Wednesday, 15 August 2012
I've been having a rough time lately, but its been at night. I've been having bad dreams. I don't remember most of the details by the time I'm fully awake, otherwise I would record them. Some of them wouldn't even be considered a bad dream, except for how they've effected me. It started up in Iowa. I dreamed that I had "relations" with an ex boyfriend, Scott. I miss him a lot sometimes. I mean, it gets to the point where I have to remind myself why I had to step away. That always works, but the frequency of how often I have to remind myself is kind of sad. I don't need a relationship like that in my life again. I felt so alone even though I really loved him. I think that's why I'm having a hard time. I really did love him. I do love him, for the person that he is and all that he is, but at the same time, I need more support. If I'm going to be with someone, they should be with me too. They should also care about me in return. I've always doubted that he ever cared. He was good at communicating that he wanted something casual, and not complex with our relationship, but he wasn't good at telling me what he was feeling. Anyway, when I dreamed about meeting back up with him and spending time in his arms again, it was nice while I was in the dream. It was bittersweet, because he still didn't want anything serious in the dream either. By serious, I mean he still didn't want to go so far as to be commited (even loosely) to me or what we could share. When I woke up, I felt sick to my stomach and I just wanted to weep. I don't think I'll ever see him again, to be honest, but I just can't get him out of my mind. For the record, I didn't feel sick to my stomach out of disgust. I felt sick because of the awareness that it could never happen, and if it did, it would be a bad idea.

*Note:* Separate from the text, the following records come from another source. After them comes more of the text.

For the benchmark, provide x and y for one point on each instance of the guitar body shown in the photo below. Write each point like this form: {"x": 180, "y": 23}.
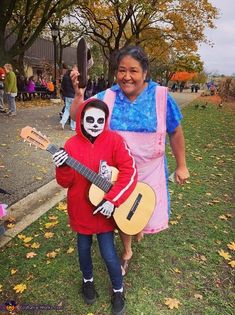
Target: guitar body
{"x": 133, "y": 215}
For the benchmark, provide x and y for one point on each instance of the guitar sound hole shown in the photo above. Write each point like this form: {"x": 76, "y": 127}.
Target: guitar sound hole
{"x": 134, "y": 206}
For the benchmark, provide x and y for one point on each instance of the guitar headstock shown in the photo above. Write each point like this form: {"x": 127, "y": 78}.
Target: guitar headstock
{"x": 35, "y": 137}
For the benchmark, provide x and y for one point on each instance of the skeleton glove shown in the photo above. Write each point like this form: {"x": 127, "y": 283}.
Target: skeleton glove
{"x": 106, "y": 208}
{"x": 60, "y": 157}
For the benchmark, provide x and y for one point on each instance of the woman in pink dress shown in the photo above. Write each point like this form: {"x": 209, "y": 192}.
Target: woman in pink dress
{"x": 143, "y": 113}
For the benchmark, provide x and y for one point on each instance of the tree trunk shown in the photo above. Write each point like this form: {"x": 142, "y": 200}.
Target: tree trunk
{"x": 20, "y": 64}
{"x": 112, "y": 67}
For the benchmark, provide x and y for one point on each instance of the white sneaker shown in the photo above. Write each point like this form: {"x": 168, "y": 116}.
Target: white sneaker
{"x": 62, "y": 125}
{"x": 12, "y": 114}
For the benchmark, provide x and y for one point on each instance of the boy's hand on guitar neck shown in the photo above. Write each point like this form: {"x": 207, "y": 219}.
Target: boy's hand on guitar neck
{"x": 106, "y": 208}
{"x": 60, "y": 157}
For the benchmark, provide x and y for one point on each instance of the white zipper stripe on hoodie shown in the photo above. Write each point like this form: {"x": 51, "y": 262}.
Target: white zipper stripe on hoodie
{"x": 132, "y": 177}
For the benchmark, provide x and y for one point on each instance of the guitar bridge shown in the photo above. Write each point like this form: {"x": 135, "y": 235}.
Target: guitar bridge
{"x": 134, "y": 206}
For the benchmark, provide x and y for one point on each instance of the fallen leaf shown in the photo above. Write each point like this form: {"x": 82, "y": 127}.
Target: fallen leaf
{"x": 176, "y": 270}
{"x": 11, "y": 219}
{"x": 224, "y": 254}
{"x": 202, "y": 257}
{"x": 27, "y": 239}
{"x": 53, "y": 218}
{"x": 35, "y": 245}
{"x": 172, "y": 303}
{"x": 232, "y": 263}
{"x": 19, "y": 288}
{"x": 13, "y": 271}
{"x": 10, "y": 225}
{"x": 198, "y": 296}
{"x": 48, "y": 235}
{"x": 30, "y": 255}
{"x": 173, "y": 222}
{"x": 21, "y": 236}
{"x": 223, "y": 217}
{"x": 52, "y": 254}
{"x": 62, "y": 206}
{"x": 231, "y": 245}
{"x": 49, "y": 225}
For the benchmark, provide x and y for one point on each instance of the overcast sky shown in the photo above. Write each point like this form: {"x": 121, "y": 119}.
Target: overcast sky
{"x": 221, "y": 58}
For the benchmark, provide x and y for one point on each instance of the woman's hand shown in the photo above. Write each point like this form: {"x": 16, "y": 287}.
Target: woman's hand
{"x": 181, "y": 175}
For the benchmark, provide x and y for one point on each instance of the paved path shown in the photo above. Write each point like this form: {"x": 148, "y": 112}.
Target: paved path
{"x": 28, "y": 174}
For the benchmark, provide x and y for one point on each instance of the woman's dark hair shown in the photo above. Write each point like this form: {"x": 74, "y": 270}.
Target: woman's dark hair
{"x": 135, "y": 52}
{"x": 97, "y": 104}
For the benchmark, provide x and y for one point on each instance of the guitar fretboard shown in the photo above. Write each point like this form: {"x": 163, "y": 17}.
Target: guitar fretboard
{"x": 92, "y": 176}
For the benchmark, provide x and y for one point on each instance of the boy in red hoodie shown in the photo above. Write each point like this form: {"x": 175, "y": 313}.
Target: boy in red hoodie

That was just one bad dream. I know I've had more than the next two I'm about to mention. I honestly can't remember them though. I almost can't remember these next two. The night before last I dreamed that I was being raped. I literally dreamed that I was being chased by a guy (I knew him in the dream but I can't recall who it was now), and that he raped me. It was terrible. It was a terrible, terrible dream. I've had a very detailed rape dream before. That's how I got my main antagonists for the series I'm writing. They came from a rape dream. This is the second time that this has happened, but with different men. I know it wasn't these story characters. I can barely recall last night's dream. All I know is that I woke up relieved that I was actually awake. I don't know what's going on with all this.
It's been strange, so I thought I'd share it. I haven't been able to meditate lately. I've been really busy with work, school work, writing, and taking care of the house. I have done a couple short bell readings though. They were done in the down time between those things, so I wasn't able to get to my computer. Most of it had to do with kids anyway. All of it along the lines of what my future children might be like, what Lindsay's might be like, if Tyler and Samuel will have kids in the future. That sort of thing. I wonder about if I'd be a good mommy and if I'll be the right kind of person for my children to look up to. I wonder if I'll marry someone,... or if my best friend will (I'm fairly certain she will though). It's just all that. I don't know if that's what's causing these dreams to crop up. I guess I'll have to do a medtiation and see. I have to do my paper now though.